3. The patients didn’t have “true” ME – this is one of the more interesting and potentially valid criticisms. The very fact that we refer to the condition as ME/CFS indicates the confusion around this illness. What is it? ME or CFS? At one end of the spectrum it is thought to be a very serious and currently untreatable neuroimmune illness, with multiple bio-markers, and aggravated badly by exercise. At the other end of the spectrum, it is considered to be a general fatigue syndrome amenable to treatment. (And remember, a ‘syndrome’ characterises an illness by its symptoms, not by the underlying disease process). To quote Charles Shepherd of the ME Association
“It may well be that there are some people with a general fatigue state resulting from stress, emotional or psychological problems who could benefit from a ‘mind over matter’ retraining approach such as this.”
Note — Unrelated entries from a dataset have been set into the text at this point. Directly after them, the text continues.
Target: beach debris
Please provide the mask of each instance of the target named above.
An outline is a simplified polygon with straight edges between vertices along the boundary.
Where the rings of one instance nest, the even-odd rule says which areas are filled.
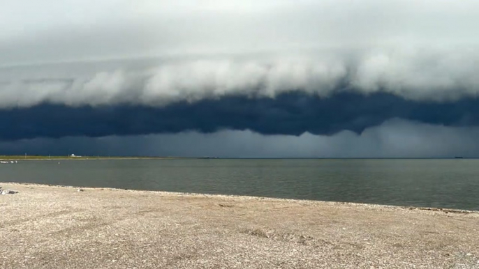
[[[18,192],[12,190],[0,190],[0,195],[15,194],[16,193],[18,193]]]

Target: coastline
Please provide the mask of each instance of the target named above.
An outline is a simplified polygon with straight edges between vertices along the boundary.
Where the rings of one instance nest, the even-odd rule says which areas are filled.
[[[0,268],[479,268],[479,211],[0,186]]]

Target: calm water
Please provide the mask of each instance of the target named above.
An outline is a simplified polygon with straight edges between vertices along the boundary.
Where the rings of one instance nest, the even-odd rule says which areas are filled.
[[[479,210],[479,160],[24,161],[0,181]]]

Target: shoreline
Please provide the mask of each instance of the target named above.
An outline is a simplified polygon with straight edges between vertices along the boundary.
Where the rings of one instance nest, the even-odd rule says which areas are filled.
[[[322,203],[330,204],[332,206],[345,205],[350,206],[359,206],[366,208],[384,208],[390,209],[401,209],[407,210],[425,210],[425,211],[436,211],[443,213],[452,213],[460,214],[479,214],[479,210],[471,210],[459,208],[434,208],[434,207],[422,207],[422,206],[393,206],[393,205],[383,205],[379,203],[356,203],[356,202],[342,202],[334,201],[322,201],[322,200],[310,200],[310,199],[296,199],[288,198],[276,198],[276,197],[256,197],[250,195],[236,195],[236,194],[203,194],[199,192],[168,192],[161,190],[134,190],[134,189],[121,189],[116,187],[88,187],[88,186],[74,186],[74,185],[64,185],[54,184],[42,184],[42,183],[17,183],[17,182],[2,182],[0,181],[0,187],[2,185],[32,185],[32,186],[44,186],[44,187],[64,187],[71,189],[83,189],[83,190],[112,190],[112,191],[126,191],[131,192],[147,192],[154,193],[160,195],[171,195],[178,197],[202,197],[209,198],[222,198],[222,199],[244,199],[244,200],[263,200],[271,201],[280,202],[295,202],[295,203]]]
[[[0,186],[0,268],[479,268],[476,211]]]

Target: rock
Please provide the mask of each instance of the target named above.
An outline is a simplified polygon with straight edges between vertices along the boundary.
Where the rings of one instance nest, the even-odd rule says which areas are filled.
[[[18,193],[18,192],[16,192],[15,190],[0,190],[0,194],[1,195],[5,195],[5,194],[15,194],[16,193]]]

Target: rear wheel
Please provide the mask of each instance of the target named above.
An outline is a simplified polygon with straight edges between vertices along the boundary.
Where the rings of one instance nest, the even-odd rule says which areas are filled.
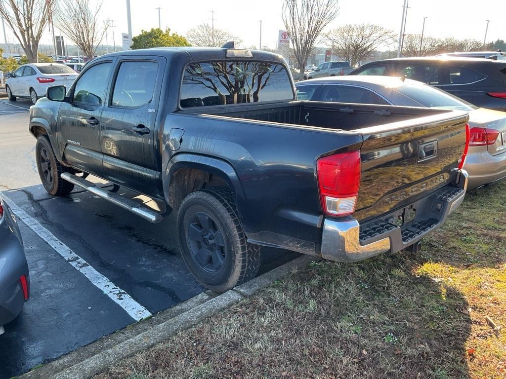
[[[8,85],[5,86],[5,91],[7,92],[7,97],[9,98],[9,100],[13,102],[16,101],[16,97],[12,94],[12,91],[11,90],[11,87]]]
[[[40,180],[48,193],[61,196],[67,195],[74,189],[73,184],[60,176],[62,172],[73,173],[73,170],[58,162],[49,140],[45,136],[40,136],[37,139],[35,160]]]
[[[228,188],[188,195],[178,214],[178,233],[187,266],[210,290],[225,292],[258,272],[260,247],[246,242]]]
[[[37,102],[37,92],[32,88],[30,88],[30,100],[32,101],[32,104],[35,104]]]

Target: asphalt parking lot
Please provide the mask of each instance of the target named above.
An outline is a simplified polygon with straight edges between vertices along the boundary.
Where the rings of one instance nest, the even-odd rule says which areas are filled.
[[[28,132],[30,105],[0,100],[0,191],[22,220],[31,281],[29,300],[0,336],[0,379],[204,291],[180,255],[175,213],[152,224],[86,192],[48,195]],[[261,271],[296,256],[265,249]]]

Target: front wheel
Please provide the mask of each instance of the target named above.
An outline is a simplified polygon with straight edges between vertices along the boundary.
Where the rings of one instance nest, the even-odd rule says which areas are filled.
[[[34,105],[37,102],[37,92],[32,88],[30,88],[30,100],[32,101],[32,104]]]
[[[186,266],[210,290],[225,292],[258,273],[260,247],[246,242],[228,188],[188,195],[178,213],[178,234]]]
[[[62,172],[73,173],[73,170],[58,162],[47,137],[41,135],[37,138],[35,151],[38,175],[46,191],[58,196],[70,193],[74,189],[74,184],[64,180],[60,175]]]
[[[8,85],[5,86],[5,91],[7,92],[7,97],[9,98],[9,100],[12,102],[16,101],[16,97],[12,94],[12,91],[11,90],[11,87]]]

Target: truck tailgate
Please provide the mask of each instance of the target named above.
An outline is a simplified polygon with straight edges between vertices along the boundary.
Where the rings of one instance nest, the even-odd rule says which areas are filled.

Is he effectively saying that the subjects in this study didn’t have “true” M.E? As Dr James Thompson, Honorary Senior Lecturer in Psychology, UCL, says: “Unfortunately chronic fatigue syndrome is not an objective diagnosis, it is a leftover category and fatigue is subjective.”
Notably the teenagers in the study had mild/moderate ME/CFS, none were housebound, and they were highly self-selecting as there was very low uptake for the trial from the teenagers approached. Professor Crawley herself thinks that ME/CFS is really 3 to 5 separate illnesses, which each need a different approach, and the Action for M.E. includes as one of the priorities for ME research the “stratification” of the illness, i.e. the teasing out and classification of the different types of ME/CFS.
Not only are there probably several different illnesses presenting similarly under the ME/CFS banner, there is another interesting question: just how many people have undiagnosed “known” illnesses or comorbidities which have a similar symptomatic profile to M.E.? I say this because of the few M.E. sufferers that were mentioned when I was researching this, I discovered that
- Martine McCutcheon was described as having M.E. and depression,
- another had suffered CFS following glandular fever and surgery to remove lymph nodes
- another, on whom LP proved very damaging, later found out that she had been suffering a serious, undiagnosed vascular disease part of which was heart failure
- Esther Rantzen’s daughter, another early poster girl for the LP, later found out that she was actually a coeliac sufferer, which could well have been causing the symptoms thought to be M.E. (LP had still worked marvellously for her, though).
Charles Shepherd referred, on You and Yours, to one clinical referral centre in Newcastle in which 40% ME sufferers referred there were not actually found to have ME when they were properly assessed. Lyme Disease, HIV and hepatitis C have all been misdiagnosed as ME.
Why are some in the ME Community really so opposed to this research?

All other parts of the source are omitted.